Die liberale Marktwirtschaft spielt hier aber nicht nur ein falsches Spiel mit gezinkten Karten, sondern gebärt aus ihrer Mitte auch noch gespenstisches. Es sind wahre Monster des Kapitalismus, es sind Konzerne von unfassbarer Größe, mit nicht selten internationaler Aufstellung, welche wir gerne einfach nur Multis nennen. Ihr einziger Zweck ist für das eingesetzte Kapital maximalen Cashflow zu generieren. Die Multis schaffen es, meist unerkannt und selbst das deutsche Grundgesetz auszuhebeln. Eine ganz und gar nicht liberale Eigenschaft, den freien Marktzugang in und um den Markt zu unterbinden – es widerspricht damit dem Gleichheitsgrundsatz (§ 3 GG) und dem Grundsatz der freien Arbeitsplatzwahl (§ 12 GG). Viele Einzelunternehmer und Unternehmer des Mittelstandes, mit denen ich im Gespräch war, bestätigen, dass ihre eigenen Firmen, zu denen heute teils mehrere 100te Beschäftigte zählen, nach und mit heutigen Marktzugangmöglichkeiten nicht mehr zu gründen wären.
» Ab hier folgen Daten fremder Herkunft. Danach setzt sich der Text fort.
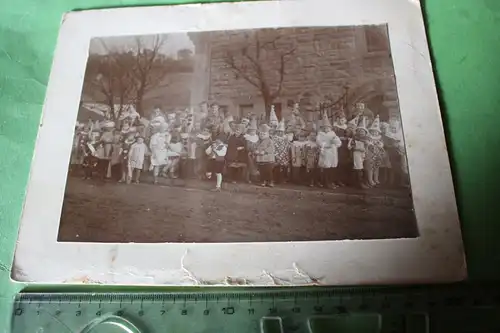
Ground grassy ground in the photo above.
[59,177,418,242]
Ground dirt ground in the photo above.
[59,177,418,243]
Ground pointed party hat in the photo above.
[370,115,380,133]
[347,115,359,128]
[322,112,332,128]
[277,119,285,132]
[269,105,278,124]
[248,118,258,131]
[357,117,368,132]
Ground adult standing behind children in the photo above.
[127,136,148,184]
[255,124,275,187]
[226,124,248,183]
[316,113,342,188]
[149,123,170,184]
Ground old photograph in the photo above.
[12,0,466,286]
[58,24,418,243]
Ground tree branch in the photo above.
[225,56,260,89]
[271,48,296,98]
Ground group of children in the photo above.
[74,101,408,191]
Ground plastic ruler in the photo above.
[11,285,500,333]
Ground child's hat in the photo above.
[305,123,316,133]
[196,129,211,140]
[370,115,380,133]
[306,111,314,121]
[101,120,115,129]
[322,112,332,128]
[248,118,257,131]
[277,119,285,132]
[357,117,368,132]
[259,124,271,133]
[335,111,346,119]
[269,105,278,124]
[347,115,359,129]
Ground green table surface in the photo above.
[0,0,500,331]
Dass kapitalistische Markmacht und Lobbyismus allerdings nicht immer greifen, zeigt sich an der Einführung des Erneuerbaren Energiengesetz 2000! Hier konnten sich die politischen Kräfte gegen den Widerstand der old economy durchsetzen und der Erfolg war und ist ein Sektorenwirtschaftswunder. Neue Arbeitsplätze mit innovativen Unternehmen entstehen, die eine nachhaltige Energiewirtschaft, welche kommunitaristisch organisiert ist, hervorbringt.
Zusammenfassung
Das, was man will steht prädikativ am Ende des deutschen Satzbaues. Und genau dabei geht es in der »Liberal kommunitaristisch, partizipatorisch demokratisch, sozial ökologischen Marktwirtschaft«. Die Marktwirtschaft ist ein Erfolgsmodell, anders wie der planerische Sozialismus oder der liberale Kapitalismus, wenn sie in ein Korsett von Tugenden und Disziplinen sowie in Fairness und Nachhaltigkeit eingebettet ist.